Day 3

Monday, May 13. Four appointments starting at 2pm. First up was the nurse coordinator who provided me with information about breast cancer, my team of doctors (oncologist, radiation oncologist, and surgeon) and gave me some general reading on support groups and dealing with this diagnosis. Second on the docket, a meeting with my oncologist who I adore. She was incredibly thorough, spoke slowly and calmly while drawing diagrams and writing things down for me to see so that it "clicked". I have a better understanding of the tumor and the treatment and know what to expect which has lifted a giant weight off my shoulders. I feared the unknown. Probably why I spent much of Saturday and Sunday Googling the little information I did have from the pathology report. It came in handy as she asked if I had a friend that was a physicist.
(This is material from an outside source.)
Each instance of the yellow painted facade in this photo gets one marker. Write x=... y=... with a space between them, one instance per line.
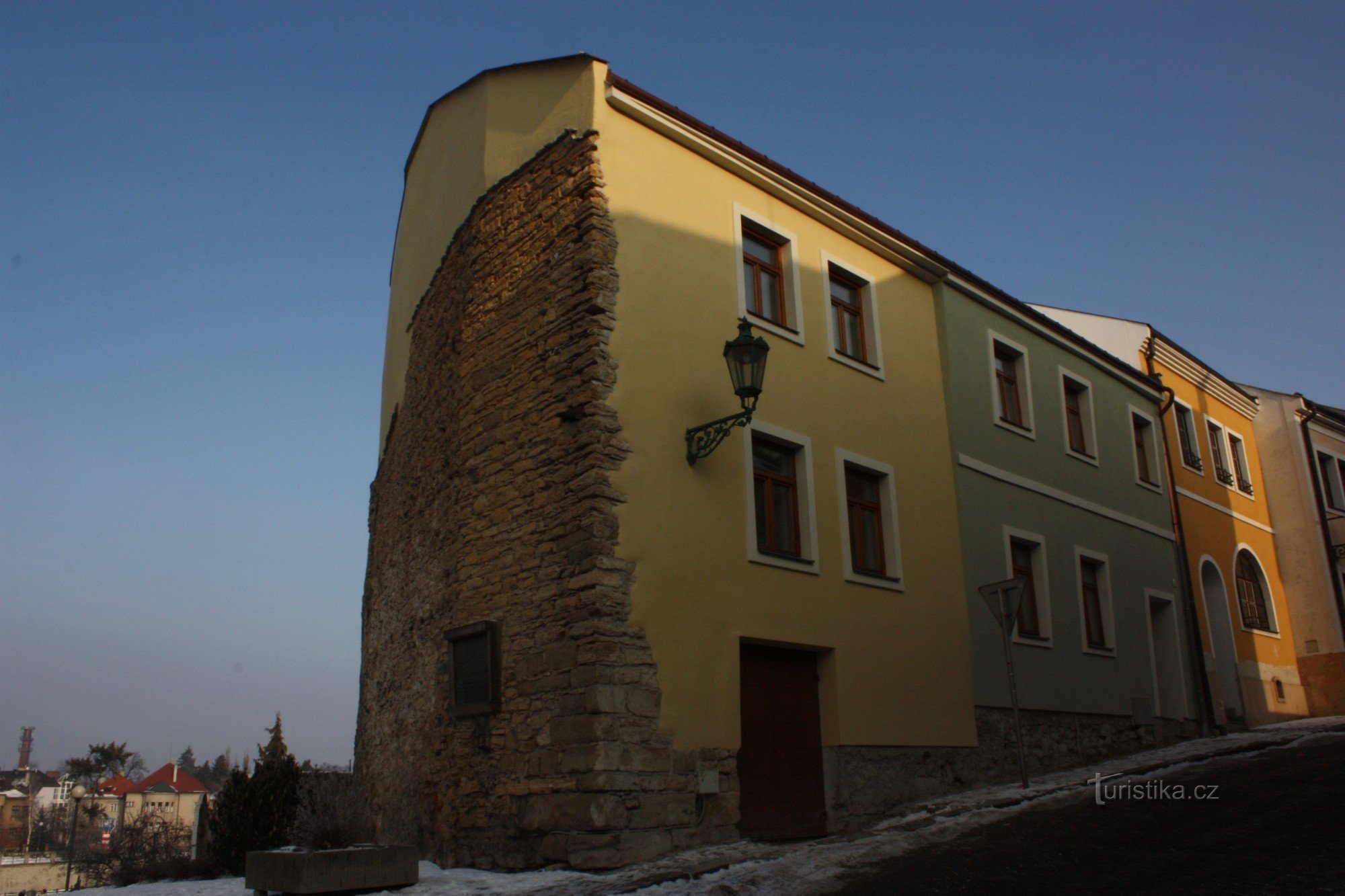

Guess I was asking the right questions while demonstrating my newly acquired knowledge as I asked questions about the treatment and what to expect. Third meeting was with the radiation oncologist and confirmation that I would be receiving radiation when the time comes. He informed that if I elect to have a lumpectomy, I receive radiation no questions asked; however, with a mastectomy it's sometimes unnecessary to followup with radiation. However, the size of my tumor and it's aggressive nature has guaranteed that I will receive radiation no matter if I choose to lump it or lop it. The last appointment was supposed to be with the social worker, but it didn't happen as it was already 5pm and I had had enough information for the day; plus, we figured she wanted to go home, so we rescheduled. I ended up going downstairs to the lab to have blood drawn to knock out one more of the many tests I'll have this week.

As I understand, my hormone levels are an aspect of my tumor. Something about Estrogen Receptors (ER) and Progesterone Receptors (PR) and the HER2/neu gene. My HER2/neu was a 2+ which is not negative (0 or 1+), but is not positive (3+). So, it had to be sent for a FISH test. (see below from http://breastcancer.about.com/od/diagnosis/p/her2_diagnosis.htm)
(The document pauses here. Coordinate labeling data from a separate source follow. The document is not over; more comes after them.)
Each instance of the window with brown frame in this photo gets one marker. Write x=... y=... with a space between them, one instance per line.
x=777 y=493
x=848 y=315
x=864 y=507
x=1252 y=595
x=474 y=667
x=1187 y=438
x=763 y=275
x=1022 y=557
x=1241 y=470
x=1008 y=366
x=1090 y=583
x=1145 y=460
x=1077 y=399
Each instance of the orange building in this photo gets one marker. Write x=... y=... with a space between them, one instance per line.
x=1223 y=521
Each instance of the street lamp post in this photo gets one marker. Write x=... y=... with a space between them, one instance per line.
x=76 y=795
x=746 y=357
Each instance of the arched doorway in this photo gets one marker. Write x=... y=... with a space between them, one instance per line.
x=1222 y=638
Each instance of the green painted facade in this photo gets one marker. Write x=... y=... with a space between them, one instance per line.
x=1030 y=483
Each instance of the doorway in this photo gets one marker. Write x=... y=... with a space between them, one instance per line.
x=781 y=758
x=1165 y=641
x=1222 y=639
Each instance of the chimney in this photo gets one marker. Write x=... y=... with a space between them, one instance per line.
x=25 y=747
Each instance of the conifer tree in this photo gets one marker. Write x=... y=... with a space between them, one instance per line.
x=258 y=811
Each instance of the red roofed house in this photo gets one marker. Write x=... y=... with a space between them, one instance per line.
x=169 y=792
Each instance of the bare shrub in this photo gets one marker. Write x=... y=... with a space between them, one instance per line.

What are the tests for HER2 breast cancer?:

• IHC: ImmunoHistoChemistry - this test measures the production of the HER2 protein by the tumor. The test results are ranked as 0, 1+, 2+, or 3+. If the results are 3+, your cancer is HER2-positive.
• FISH: Fluorescence In Situ Hybridization - this test uses fluorescent probes to look at the number of HER2 gene copies in a tumor cell. If there are more than 2 copies of the HER2 gene, then the cancer is HER2 positive.

Chemotherapy
Chemotherapy will be necessary and will likely last 5-6 months. Two medications will be given at the start, every other week for 4 cycles; followed by one medication given every week for 12 cycles; radiation will be administered after I have surgery, daily for 33 treatments (approximately 6 weeks). We didn't discuss the side affects in great detail, but I found most of the information on this Mayo Clinic webpage to be accurate to what my doctor and I discussed. http://www.mayoclinic.com/health/chemotherapy-for-breast-cancer/MY01368/DSECTION=what-you-can-expect

Radiation
Radiation will come much later. First, I must navigate the chemotherapy and surgery. As the lump is in my left breast, they worry about exposing the heart and lungs to too much radiation. My doctor seemed pleased that I would be open to laying on my stomach during radiation treatments as they could better target the radiation to the affected area and that position would also allow them to shield the heart much better than if I were on my back. The most common side affect is the breakdown of tissue and redness (similar to a sunburn) that is caused by the radiation.